August 29, 2011 2 comments

Yes, I know LinuxCon has come and gone, and I think they’ve got the publicity thing covered, especially with the 20-year thing, the gala party, and with Linus being there and all. The buzz is still going, and that’s good. But if you’re going to a Linux show, make it the Ohio LinuxFest in September. Bradley Kuhn and Cathy Malmrose are keynoting, so you’ll not want to miss that (especially Cathy — Go ZaReason!) Oh, look! It’s a blog item having to do with OLF below.

With the Utah Open Source Conference off the table this fall — rumor has it is coming back as a spring event starting in 2012 — one of the last chances to get in a Linux conference in 2011 is to head to Columbus, Ohio, next weekend for the Ohio Linux Fest.

Ohio Linux Fest runs from Sept. 9-11 at the Greater Columbus Convention Center in downtown Columbus. For the ninth time in as many years, OLF opens its doors again for Open Software professionals, enthusiasts, and everyone interested in learning more about Free and Open Source Software.

That, I hope, includes you.

OLF has three outstanding keynoters this year: Bradley Kuhn, a free software advocate with portfolio, is director of the Software Freedom Conservancy. Cathy Malmrose is a cofounder and CEO of ZaReason, an optimized-for-Linux computer company. Cathy also is a founder of Partimus, an organization which supports computers in education by setting up and maintaining Linux-based computer labs in San Francisco Bay Area schools. Last, and certainly not least, is Jon “maddog” Hall, who of course needs little introduction, but for the record he is the executive director of Linux International, an association of computer users who wish to support and promote the Linux operating system (which accompanies a resume of digital accomplishments too extensive to go into here).

Friday features sessions, an all-day Medical track focusing on the use of Linux and open source software in the health care field, and an all-day Ubucon presented by the Ubuntu project. The day closes with maddog’s keynote.

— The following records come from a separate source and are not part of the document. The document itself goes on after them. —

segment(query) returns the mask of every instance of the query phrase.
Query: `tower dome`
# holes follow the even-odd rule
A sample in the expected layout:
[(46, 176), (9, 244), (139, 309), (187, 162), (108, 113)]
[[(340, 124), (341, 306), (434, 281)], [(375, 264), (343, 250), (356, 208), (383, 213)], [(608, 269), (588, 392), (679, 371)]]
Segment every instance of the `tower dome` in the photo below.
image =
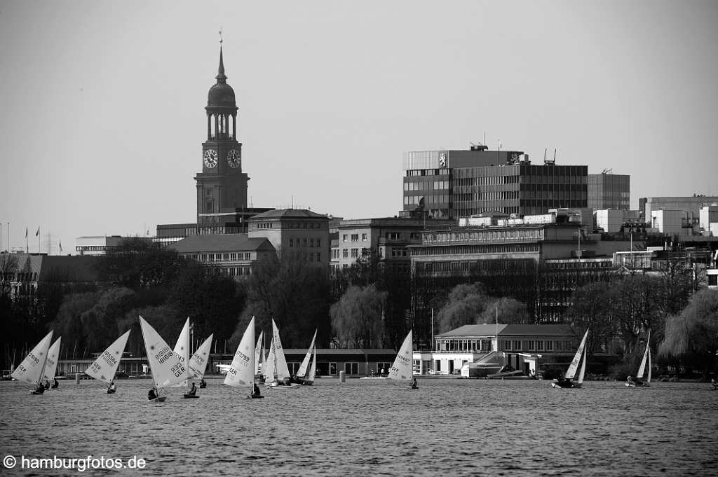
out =
[(236, 108), (234, 90), (227, 84), (227, 76), (224, 74), (224, 61), (222, 58), (222, 47), (220, 47), (220, 67), (216, 76), (217, 82), (212, 85), (207, 93), (207, 105), (212, 108)]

Saturday opens with Cathy’s keynote followed by a full slate of talks on four different tracks and company demonstrations on the Open Source Solutions Stage. A talk by Bradley will focus on the issues of freedom with software as a service (SaaS). And maddog wraps up Saturday’s talks with a look forward 20 years to free software in the year 2031 before music by Dual Core ends the day.

On Sunday, sharpen your No. 2 pencils: The Linux Professional Institute will host exams, and the Diversity in Open Source workshop takes place on Sunday as well.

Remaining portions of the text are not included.